5. Tout d’abord, M. D..., arrivé sur le territoire français à une date très récente, en novembre 2023, n’établit pas être dépourvu de tout lien avec son pays d’origine dans lequel il a vécu la majeure partie de sa vie. Ensuite, sa prétendue relation avec Mme C... depuis le mois de novembre 2024, qui présente un caractère récent, et la présence de membres de sa famille en France, avec lesquels ils ne démontrent pas entretenir des liens d’une particulière intensité, ainsi que son engagement bénévole au sein d’une association sont insuffisantes pour caractériser une intégration personnelle significative sur le territoire français. Enfin, l’intéressé ne démontre aucune intégration professionnelle particulière sur le territoire. Dans ces conditions, les décisions attaquées n’ont pas porté au droit de M. D... au respect de sa vie privée et familiale une atteinte disproportionnée aux buts en vue desquels elles ont été prises. Dès lors, le moyen tiré de la méconnaissance des stipulations de l’article 8 de la convention européenne de sauvegarde des droits de l’homme et des libertés fondamentales doit être écarté.

En ce qui concerne la décision fixant le pays de renvoi :

6. En premier lieu, la décision portant obligation de quitter le territoire français n’étant pas entachée d’illégalité, le moyen invoqué par la voie de l’exception à l’encontre de la décision fixant le pays de renvoi, tiré de l’illégalité de cette décision, doit être écarté.

7. En second lieu, aux termes de l’article 3 de la convention européenne de sauvegarde des droits de l’homme et des libertés fondamentales : « Nul ne peut être soumis à la torture ni à des peines ou traitements inhumains ou dégradants ».

8. M. D..., dont la demande d’asile a successivement été rejetée par l’OFPRA et la CNDA et qui se borne à faire état, de manière non circonstanciée, de l’existence de risques en cas de retour dans son pays d’origine, n’établit ni la réalité ni l’actualité de ces risques. Dès lors, le moyen tiré de méconnaissance de l’article 3 de la convention européenne de sauvegarde des droits de l’homme et des libertés fondamentales doit être écarté.

9. Il résulte de tout ce qui précède que M. D... n’est pas fondé à demander l’annulation de l’arrêté du 3 mars 2025. Ses conclusions à fin d’annulation doivent par suite être rejetées.



Sur les conclusions à fin d’injonction :

10. Le présent jugement, qui rejette les conclusions à fin d’annulation présentées par M. D..., n’implique, par lui-même, aucune mesure d’exécution. Par suite, les conclusions à fin d’injonction présentées par le requérant doivent être rejetées.

Sur les frais liés au litige :

11. Les dispositions combinées du deuxième alinéa de l’article 37 de la loi n° 91-647 du 10 juillet 1991 et de l’article L. 761-1 du code de justice administrative font obstacle à ce que soit mise à la charge de l’État, qui n’est pas dans la présente instance la partie perdante, une quelconque somme au bénéfice du conseil de M. D... au titre des frais exposés et non compris dans les dépens.

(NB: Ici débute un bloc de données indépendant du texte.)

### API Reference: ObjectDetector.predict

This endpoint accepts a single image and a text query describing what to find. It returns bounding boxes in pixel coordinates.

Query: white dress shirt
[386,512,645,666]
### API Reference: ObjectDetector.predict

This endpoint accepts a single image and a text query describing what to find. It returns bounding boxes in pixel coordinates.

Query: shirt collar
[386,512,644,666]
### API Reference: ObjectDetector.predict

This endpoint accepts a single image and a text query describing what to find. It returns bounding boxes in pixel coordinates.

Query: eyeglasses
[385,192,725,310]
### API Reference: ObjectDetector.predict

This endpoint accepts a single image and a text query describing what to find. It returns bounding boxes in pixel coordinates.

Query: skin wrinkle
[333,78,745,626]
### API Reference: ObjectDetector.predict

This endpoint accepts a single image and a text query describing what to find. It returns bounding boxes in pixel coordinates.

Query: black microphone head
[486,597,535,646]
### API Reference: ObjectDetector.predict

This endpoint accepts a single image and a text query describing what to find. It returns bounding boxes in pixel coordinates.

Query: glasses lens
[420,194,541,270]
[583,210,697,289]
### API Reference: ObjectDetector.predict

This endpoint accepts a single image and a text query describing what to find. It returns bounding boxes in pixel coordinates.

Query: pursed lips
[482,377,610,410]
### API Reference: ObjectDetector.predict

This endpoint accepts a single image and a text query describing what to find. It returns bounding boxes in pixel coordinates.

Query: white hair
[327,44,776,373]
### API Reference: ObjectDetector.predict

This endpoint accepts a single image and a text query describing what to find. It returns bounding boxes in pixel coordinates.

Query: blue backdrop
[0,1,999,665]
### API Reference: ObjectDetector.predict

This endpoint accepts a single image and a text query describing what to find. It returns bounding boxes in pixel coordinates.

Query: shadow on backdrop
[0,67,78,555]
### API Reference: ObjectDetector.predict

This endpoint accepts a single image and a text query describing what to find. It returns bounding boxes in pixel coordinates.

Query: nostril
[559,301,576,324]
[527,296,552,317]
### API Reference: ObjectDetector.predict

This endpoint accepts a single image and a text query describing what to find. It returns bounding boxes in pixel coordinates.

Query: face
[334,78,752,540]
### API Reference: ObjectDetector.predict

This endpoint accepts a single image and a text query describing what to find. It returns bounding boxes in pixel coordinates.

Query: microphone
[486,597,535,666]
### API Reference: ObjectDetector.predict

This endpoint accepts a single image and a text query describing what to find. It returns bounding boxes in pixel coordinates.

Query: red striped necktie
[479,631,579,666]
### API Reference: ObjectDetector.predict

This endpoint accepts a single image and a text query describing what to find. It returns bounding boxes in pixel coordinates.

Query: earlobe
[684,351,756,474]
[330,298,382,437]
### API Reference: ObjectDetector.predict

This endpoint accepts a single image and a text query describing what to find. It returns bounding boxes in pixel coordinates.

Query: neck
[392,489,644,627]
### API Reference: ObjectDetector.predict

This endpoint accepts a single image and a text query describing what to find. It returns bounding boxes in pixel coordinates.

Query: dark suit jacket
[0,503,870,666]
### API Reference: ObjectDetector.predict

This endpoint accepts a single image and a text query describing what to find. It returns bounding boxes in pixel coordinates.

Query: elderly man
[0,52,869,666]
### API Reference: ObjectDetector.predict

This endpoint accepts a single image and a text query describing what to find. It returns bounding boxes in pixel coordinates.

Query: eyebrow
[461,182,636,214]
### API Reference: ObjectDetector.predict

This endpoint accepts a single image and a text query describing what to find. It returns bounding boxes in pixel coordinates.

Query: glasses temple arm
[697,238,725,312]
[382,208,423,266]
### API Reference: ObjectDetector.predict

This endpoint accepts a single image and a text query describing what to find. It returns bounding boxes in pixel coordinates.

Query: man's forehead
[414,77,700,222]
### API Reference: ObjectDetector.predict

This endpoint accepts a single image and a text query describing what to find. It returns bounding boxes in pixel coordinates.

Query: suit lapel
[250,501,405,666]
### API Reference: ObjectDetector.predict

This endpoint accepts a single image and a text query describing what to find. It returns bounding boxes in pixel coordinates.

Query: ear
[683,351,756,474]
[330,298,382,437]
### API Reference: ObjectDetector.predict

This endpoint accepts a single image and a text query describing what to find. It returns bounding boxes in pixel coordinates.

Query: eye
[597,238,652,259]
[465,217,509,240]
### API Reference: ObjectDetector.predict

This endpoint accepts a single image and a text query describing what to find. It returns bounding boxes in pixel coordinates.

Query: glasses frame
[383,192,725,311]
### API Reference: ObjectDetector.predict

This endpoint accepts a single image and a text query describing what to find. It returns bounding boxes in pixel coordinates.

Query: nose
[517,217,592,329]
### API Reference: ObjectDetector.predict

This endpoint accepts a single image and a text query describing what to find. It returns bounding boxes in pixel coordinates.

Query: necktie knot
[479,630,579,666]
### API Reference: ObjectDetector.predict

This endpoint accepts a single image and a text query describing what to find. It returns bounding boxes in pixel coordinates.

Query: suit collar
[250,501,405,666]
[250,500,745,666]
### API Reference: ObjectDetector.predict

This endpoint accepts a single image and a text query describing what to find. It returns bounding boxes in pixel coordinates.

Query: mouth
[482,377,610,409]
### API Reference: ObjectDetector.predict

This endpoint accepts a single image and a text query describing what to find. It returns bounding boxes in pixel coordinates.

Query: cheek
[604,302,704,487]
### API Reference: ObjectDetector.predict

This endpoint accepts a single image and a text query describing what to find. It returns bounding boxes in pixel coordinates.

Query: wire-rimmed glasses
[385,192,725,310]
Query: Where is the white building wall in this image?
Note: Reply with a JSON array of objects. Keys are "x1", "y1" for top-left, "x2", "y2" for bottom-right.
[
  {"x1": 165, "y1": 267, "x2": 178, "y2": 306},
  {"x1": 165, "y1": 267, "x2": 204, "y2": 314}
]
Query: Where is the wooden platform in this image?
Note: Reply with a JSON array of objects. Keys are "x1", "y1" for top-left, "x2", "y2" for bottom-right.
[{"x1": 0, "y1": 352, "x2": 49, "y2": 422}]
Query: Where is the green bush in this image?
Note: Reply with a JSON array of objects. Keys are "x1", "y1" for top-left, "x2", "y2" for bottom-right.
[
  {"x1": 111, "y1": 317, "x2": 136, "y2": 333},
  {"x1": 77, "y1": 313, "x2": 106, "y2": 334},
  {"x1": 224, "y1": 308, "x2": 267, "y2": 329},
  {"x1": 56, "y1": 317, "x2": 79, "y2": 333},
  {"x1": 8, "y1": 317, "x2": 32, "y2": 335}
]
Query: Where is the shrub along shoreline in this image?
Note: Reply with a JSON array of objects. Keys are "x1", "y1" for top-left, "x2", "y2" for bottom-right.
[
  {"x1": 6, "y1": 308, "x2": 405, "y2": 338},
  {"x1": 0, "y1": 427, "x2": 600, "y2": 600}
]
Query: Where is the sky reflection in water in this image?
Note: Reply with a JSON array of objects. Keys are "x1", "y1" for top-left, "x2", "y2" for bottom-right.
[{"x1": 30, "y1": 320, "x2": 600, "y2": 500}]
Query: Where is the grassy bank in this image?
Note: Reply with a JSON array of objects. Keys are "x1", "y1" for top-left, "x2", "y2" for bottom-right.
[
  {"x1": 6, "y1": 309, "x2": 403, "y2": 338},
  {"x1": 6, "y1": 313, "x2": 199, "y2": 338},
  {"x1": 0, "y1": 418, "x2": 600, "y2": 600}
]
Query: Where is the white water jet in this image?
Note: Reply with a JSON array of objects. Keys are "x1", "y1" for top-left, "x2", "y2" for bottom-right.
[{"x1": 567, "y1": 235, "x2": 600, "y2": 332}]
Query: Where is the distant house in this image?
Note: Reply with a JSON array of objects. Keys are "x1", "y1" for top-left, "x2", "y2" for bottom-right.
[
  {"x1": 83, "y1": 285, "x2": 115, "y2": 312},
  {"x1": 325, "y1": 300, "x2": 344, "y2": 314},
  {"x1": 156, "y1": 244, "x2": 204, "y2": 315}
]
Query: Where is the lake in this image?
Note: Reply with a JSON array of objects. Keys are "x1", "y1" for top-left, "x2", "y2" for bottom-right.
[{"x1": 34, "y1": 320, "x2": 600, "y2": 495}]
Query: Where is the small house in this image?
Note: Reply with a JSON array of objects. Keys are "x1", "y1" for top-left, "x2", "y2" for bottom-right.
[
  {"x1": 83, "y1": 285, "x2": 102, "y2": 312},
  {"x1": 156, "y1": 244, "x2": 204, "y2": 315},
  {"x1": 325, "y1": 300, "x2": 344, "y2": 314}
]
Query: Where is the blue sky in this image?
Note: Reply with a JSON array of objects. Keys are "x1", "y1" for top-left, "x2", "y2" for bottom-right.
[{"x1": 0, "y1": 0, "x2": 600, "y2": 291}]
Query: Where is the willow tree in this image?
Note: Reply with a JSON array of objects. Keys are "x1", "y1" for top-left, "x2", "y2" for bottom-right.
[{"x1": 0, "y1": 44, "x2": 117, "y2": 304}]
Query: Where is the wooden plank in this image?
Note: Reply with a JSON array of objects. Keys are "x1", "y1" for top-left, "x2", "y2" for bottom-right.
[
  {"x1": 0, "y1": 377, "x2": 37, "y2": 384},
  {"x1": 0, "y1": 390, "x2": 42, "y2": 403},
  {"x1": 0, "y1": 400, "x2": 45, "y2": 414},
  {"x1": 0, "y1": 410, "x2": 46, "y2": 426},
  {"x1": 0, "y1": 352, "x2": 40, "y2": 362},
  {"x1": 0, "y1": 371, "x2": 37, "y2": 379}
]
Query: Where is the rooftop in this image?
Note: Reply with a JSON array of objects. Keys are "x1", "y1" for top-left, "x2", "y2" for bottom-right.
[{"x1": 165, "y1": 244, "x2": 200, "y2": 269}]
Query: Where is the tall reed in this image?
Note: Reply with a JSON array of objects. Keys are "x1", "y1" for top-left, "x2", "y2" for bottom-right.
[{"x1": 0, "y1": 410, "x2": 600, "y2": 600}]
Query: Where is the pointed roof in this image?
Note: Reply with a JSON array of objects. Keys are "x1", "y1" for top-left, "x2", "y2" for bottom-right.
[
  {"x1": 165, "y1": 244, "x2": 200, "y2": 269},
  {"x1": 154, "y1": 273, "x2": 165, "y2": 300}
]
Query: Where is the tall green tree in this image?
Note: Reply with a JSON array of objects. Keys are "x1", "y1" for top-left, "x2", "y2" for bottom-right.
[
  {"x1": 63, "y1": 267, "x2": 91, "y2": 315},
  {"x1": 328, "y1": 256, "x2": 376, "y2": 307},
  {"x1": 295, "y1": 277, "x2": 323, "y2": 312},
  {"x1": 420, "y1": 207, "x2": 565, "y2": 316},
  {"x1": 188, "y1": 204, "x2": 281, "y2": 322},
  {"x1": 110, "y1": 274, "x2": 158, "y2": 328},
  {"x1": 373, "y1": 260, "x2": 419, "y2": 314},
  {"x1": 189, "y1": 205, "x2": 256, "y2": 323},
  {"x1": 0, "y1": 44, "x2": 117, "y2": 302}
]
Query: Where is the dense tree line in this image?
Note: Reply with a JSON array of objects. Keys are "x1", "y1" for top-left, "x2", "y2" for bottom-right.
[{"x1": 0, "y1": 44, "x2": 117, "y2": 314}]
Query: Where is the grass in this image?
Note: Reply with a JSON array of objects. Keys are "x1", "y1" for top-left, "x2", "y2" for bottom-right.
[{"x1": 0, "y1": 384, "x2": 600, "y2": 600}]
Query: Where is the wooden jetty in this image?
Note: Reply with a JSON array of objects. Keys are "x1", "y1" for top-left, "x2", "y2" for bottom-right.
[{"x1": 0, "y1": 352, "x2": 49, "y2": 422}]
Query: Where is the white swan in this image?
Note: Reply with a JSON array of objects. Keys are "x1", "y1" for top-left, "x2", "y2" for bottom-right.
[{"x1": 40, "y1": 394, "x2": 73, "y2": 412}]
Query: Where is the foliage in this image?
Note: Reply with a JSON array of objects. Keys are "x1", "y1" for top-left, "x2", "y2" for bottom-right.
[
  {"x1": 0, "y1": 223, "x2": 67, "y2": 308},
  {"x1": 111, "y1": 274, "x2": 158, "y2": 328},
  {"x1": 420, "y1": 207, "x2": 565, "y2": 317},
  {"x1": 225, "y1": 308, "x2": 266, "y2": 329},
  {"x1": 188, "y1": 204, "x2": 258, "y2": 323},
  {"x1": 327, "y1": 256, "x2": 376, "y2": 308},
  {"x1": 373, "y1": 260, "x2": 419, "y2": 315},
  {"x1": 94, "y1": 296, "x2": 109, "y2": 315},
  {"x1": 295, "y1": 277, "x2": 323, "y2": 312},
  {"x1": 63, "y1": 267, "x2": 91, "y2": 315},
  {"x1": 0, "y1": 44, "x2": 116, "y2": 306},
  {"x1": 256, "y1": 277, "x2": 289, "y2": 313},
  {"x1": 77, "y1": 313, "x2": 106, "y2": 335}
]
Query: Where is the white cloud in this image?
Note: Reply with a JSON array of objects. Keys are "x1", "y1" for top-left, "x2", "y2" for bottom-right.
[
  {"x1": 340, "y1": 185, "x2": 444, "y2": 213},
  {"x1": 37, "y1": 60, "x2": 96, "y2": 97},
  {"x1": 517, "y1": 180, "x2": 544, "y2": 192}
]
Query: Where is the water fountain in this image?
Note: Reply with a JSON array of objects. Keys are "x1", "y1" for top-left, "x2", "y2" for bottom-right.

12. Le préfet de la Côte-d’Or, qui n’a pas eu recours au ministère d’avocat et ne justifie pas avoir exposé des frais spécifiques à l’occasion de l’instance, n’est pas fondé à demander qu’une somme soit mise à la charge du requérant au titre de l’article L. 761-1 du code de justice administrative.


DECIDE :


Article 1er : La requête de M. D... est rejetée.

Article 2 : Les conclusions présentées par le préfet de la Côte-d’Or au titre de l’article L. 761-1 du code de justice administrative sont rejetées.

Article 3 : Le présent jugement sera notifié à M. E..., au préfet de la Côte-d’Or et à Me Audard.

Une copie de ce jugement sera transmise, pour information, au ministre d’État, ministre de l’intérieur.

Délibéré après l’audience du 18 septembre 2025 à laquelle siégeaient :

- M. Boissy, président,
- Mme Desseix, première conseillère,
- Mme Bois, première conseillère.

Rendu public par mise à disposition au greffe le 14 octobre 2025.












La rapporteure,

C. Bois
Le président,

L. Boissy
La greffière,

M. A...


La République mande et ordonne au préfet de la Côte-d’Or, en ce qui le concerne, ou à tous commissaires de justice à ce requis, en ce qui concerne les voies de droit commun contre les parties privées, de pourvoir à l’exécution du présent jugement.